Somos um povo crente que desde os primórdios viu na protecção divina a almofada para nos aconchegar a existência.
Quando ganhamos batalhas ficamos eternamente gratos aos milagres de santos guerreiros que, por alturas das festas, fazemos sair à rua encavalitados em vistosos andores adornados por notas gordas.
Quando um tijolo mal seguro falha a nossa cabeça por uma unha negra aliviamos de imediato o susto na expressão "foi milagre". É também essa que utilizamos quando uma ponte sem manutenção desaba sem causar vítimas, quando a frente de um incêndio poupa uma aldeia à sua passagem ou quando, no último instante, nos desviamos de um carro depois de ignorarmos um sinal vermelho.

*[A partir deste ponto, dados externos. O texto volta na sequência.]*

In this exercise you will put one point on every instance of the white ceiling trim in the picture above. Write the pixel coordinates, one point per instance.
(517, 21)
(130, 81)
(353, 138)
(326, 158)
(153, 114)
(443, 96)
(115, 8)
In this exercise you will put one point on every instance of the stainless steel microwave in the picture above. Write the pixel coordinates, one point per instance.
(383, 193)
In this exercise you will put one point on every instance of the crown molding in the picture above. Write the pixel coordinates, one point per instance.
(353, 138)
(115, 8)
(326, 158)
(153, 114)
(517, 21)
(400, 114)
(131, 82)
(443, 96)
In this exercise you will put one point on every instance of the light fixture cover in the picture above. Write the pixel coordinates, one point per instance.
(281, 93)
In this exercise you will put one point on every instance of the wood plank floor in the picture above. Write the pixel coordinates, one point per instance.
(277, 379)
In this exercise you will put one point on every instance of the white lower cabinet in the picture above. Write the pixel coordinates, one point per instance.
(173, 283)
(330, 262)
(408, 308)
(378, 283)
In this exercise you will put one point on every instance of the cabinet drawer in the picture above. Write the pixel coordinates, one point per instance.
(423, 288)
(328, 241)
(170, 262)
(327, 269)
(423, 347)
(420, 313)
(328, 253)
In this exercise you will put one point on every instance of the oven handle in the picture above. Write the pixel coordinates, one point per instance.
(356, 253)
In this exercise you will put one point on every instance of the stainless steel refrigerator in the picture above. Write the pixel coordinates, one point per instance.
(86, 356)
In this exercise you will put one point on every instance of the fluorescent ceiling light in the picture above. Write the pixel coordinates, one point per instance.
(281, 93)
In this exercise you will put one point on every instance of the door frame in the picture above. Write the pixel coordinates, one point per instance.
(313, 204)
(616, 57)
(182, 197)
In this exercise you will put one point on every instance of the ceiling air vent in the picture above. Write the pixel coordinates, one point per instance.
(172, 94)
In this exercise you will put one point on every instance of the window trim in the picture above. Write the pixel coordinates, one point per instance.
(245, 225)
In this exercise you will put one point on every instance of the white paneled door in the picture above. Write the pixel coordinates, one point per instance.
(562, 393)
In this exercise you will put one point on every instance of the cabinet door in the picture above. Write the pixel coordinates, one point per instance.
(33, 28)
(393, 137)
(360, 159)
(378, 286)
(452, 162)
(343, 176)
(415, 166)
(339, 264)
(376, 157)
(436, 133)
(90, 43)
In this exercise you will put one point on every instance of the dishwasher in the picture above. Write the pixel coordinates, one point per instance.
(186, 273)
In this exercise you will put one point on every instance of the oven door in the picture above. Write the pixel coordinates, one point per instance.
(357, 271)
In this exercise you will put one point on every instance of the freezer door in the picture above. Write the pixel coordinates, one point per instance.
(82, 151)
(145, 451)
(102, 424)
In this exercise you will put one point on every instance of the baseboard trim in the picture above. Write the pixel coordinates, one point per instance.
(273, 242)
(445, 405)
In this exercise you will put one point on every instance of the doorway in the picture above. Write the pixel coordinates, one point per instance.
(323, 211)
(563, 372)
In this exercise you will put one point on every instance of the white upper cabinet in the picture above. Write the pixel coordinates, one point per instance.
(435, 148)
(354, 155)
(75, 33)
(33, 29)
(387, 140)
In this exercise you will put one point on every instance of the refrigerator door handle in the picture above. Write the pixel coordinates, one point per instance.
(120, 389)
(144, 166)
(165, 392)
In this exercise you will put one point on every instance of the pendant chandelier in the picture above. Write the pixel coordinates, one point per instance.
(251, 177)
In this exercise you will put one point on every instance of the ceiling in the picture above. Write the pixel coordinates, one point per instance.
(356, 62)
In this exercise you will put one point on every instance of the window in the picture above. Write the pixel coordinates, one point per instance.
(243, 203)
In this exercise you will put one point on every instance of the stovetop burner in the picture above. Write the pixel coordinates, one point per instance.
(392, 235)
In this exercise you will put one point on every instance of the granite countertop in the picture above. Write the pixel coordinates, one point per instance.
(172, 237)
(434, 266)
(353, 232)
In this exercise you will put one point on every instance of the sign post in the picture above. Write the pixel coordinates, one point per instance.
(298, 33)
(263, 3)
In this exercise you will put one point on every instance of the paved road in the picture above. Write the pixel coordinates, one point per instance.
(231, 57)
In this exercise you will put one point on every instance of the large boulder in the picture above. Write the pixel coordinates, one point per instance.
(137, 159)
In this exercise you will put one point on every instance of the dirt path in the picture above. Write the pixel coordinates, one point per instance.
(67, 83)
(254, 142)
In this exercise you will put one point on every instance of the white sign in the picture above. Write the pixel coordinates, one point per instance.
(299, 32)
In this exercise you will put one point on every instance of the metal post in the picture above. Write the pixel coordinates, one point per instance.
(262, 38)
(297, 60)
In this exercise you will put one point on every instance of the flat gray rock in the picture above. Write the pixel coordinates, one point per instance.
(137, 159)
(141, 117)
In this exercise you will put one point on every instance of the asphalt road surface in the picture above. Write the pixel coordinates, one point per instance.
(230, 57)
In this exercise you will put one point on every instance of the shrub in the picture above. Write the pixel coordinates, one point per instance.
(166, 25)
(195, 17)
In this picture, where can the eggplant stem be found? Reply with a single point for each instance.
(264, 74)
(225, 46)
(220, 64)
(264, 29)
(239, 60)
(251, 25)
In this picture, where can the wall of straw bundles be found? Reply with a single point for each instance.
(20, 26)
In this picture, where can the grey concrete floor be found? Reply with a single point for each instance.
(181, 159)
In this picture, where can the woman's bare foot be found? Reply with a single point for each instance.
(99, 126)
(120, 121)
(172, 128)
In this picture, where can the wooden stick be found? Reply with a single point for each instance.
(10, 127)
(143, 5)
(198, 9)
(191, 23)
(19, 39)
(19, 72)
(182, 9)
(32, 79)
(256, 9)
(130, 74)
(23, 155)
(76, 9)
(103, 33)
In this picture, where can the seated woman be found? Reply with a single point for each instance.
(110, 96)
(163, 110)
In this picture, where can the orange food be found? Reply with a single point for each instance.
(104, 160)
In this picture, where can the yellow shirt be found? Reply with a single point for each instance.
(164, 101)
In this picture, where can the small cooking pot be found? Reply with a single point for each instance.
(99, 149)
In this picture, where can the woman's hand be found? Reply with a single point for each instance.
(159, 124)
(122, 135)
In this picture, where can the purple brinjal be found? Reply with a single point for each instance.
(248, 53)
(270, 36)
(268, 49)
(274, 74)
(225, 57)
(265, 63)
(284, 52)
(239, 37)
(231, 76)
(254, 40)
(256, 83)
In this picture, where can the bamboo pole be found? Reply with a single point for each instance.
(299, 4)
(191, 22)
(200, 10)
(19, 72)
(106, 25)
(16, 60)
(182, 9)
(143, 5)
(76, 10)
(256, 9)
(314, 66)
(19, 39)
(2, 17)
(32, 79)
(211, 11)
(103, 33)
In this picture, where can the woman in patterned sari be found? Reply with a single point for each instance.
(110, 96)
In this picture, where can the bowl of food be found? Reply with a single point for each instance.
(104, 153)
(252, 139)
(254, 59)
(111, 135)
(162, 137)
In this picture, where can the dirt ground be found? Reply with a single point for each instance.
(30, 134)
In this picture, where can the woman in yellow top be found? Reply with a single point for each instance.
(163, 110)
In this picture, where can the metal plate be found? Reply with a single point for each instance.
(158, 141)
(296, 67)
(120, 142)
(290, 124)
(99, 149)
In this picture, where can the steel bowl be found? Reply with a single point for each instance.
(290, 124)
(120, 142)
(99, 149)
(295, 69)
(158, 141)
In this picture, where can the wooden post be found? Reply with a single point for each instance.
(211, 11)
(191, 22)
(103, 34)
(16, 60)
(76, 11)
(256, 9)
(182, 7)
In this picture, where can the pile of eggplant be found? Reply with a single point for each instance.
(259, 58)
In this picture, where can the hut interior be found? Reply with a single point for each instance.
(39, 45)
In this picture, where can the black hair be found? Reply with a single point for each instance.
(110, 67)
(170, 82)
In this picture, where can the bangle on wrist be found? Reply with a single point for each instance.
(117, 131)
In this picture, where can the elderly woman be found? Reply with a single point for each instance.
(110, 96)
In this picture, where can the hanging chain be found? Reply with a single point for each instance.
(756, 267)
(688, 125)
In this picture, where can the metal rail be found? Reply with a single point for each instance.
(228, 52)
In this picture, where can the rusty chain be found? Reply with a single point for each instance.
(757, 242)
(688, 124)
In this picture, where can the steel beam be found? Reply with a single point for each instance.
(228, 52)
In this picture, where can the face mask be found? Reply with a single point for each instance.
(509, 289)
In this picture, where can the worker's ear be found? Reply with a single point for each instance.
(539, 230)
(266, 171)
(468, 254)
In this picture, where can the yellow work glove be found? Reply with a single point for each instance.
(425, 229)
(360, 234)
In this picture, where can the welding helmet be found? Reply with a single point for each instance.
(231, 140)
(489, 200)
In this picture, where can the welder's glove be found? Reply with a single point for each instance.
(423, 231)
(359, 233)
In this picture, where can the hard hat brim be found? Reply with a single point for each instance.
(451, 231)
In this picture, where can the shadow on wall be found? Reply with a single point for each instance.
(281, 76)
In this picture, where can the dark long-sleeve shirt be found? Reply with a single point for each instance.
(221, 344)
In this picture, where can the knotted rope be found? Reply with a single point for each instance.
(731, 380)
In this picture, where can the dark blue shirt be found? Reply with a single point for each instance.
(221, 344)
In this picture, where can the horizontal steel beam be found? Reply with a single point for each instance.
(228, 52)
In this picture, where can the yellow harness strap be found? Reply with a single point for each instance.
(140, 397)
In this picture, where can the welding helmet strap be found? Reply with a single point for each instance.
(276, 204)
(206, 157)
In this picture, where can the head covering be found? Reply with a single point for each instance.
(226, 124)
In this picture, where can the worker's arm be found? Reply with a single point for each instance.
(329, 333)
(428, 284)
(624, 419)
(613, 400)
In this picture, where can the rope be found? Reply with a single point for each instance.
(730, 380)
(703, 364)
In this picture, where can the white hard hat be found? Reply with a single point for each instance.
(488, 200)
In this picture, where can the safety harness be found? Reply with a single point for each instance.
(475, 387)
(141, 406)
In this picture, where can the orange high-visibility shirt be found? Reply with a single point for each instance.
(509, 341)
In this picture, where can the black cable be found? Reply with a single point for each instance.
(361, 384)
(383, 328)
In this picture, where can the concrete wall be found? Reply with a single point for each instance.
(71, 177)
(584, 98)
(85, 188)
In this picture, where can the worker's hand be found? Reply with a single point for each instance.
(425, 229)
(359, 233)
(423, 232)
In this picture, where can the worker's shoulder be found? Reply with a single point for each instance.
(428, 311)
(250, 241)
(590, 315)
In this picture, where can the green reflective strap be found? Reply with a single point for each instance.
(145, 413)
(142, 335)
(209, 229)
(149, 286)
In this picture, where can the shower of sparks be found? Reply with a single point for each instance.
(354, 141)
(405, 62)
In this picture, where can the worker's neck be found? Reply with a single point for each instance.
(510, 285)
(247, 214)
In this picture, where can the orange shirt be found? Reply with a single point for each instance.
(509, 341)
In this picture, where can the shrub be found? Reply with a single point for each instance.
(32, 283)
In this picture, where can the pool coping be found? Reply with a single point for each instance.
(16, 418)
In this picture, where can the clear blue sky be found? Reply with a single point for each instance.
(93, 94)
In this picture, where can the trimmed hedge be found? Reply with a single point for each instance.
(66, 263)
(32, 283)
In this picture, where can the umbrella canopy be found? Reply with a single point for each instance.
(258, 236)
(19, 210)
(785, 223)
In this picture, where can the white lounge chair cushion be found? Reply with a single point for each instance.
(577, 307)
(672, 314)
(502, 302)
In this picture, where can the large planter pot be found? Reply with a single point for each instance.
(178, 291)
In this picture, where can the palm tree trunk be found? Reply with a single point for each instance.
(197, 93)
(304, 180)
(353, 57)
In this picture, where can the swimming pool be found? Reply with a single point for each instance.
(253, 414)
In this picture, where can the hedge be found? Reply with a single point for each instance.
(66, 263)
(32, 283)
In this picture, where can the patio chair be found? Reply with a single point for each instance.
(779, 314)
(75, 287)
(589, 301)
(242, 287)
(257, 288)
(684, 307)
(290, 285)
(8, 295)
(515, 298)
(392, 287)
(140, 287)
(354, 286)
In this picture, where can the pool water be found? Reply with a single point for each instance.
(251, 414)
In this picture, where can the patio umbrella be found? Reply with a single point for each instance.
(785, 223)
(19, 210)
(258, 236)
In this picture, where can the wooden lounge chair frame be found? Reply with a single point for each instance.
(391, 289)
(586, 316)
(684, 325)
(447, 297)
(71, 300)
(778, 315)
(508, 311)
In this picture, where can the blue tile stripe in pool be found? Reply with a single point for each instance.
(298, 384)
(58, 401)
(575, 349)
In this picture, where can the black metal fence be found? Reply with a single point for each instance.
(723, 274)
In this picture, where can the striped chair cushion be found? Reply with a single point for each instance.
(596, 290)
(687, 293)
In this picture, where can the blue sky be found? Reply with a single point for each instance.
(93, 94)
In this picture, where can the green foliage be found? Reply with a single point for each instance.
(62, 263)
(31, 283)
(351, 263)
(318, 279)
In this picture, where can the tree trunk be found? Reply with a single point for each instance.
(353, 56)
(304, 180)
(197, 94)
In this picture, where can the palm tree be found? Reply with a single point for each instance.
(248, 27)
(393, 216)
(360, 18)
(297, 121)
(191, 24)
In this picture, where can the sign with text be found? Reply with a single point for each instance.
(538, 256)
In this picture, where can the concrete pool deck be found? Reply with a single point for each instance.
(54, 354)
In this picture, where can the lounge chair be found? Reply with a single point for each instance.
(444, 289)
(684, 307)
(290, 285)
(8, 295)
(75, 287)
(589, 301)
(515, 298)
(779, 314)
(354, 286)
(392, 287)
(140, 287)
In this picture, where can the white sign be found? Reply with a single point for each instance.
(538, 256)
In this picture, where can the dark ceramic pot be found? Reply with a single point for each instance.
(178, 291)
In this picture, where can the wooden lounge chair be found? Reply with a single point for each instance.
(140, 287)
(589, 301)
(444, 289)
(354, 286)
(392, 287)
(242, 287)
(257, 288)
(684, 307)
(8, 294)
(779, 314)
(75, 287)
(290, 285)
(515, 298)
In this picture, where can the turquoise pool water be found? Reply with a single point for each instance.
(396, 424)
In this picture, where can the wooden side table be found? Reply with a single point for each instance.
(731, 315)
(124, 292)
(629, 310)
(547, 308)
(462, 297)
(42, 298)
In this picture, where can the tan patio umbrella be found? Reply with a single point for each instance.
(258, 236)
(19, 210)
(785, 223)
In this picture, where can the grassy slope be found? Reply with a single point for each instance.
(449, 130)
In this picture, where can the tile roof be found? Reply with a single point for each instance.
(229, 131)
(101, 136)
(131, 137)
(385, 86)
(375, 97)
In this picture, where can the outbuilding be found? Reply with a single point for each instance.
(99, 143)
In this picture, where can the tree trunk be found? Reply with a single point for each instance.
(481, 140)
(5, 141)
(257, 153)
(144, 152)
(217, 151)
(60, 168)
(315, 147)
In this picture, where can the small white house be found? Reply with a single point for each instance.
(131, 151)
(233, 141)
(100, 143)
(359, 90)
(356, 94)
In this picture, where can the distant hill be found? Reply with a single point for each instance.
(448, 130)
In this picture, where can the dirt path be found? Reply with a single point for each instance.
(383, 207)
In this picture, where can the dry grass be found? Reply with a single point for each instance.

O convívio próximo com a realidade milagreira tornou-a de tal forma familiar que, no ano transacto, decidimos assumir a autoria e executamos aquele que ficou conhecido pelo milagre português da pandemia. Revelaram-se tão compensadores e duradouros os efeitos que pudemos desfrutar relaxadamente da praia, do natal e até da passagem do ano. O inesperado, porém, atravessou-se-nos no caminho; quando já sonhavamos com corsos carnavalescos e mesmo com o "vá para fora cá dentro" pascal, os efeitos cessaram precipitando-nos para a urgência de um novo milagre. Percebida a míngua do nosso engenho perante a gravidade da situação, convocamos as divindades que não nos acudiram. Sobrecarga de trabalho terá sido, por certo, o motivo. Em sofrido desespero lançamos um grito de auxílio para o mundo que foi ouvido pela Alemanha, um dos nossos maiores credores. Terá sido milagre?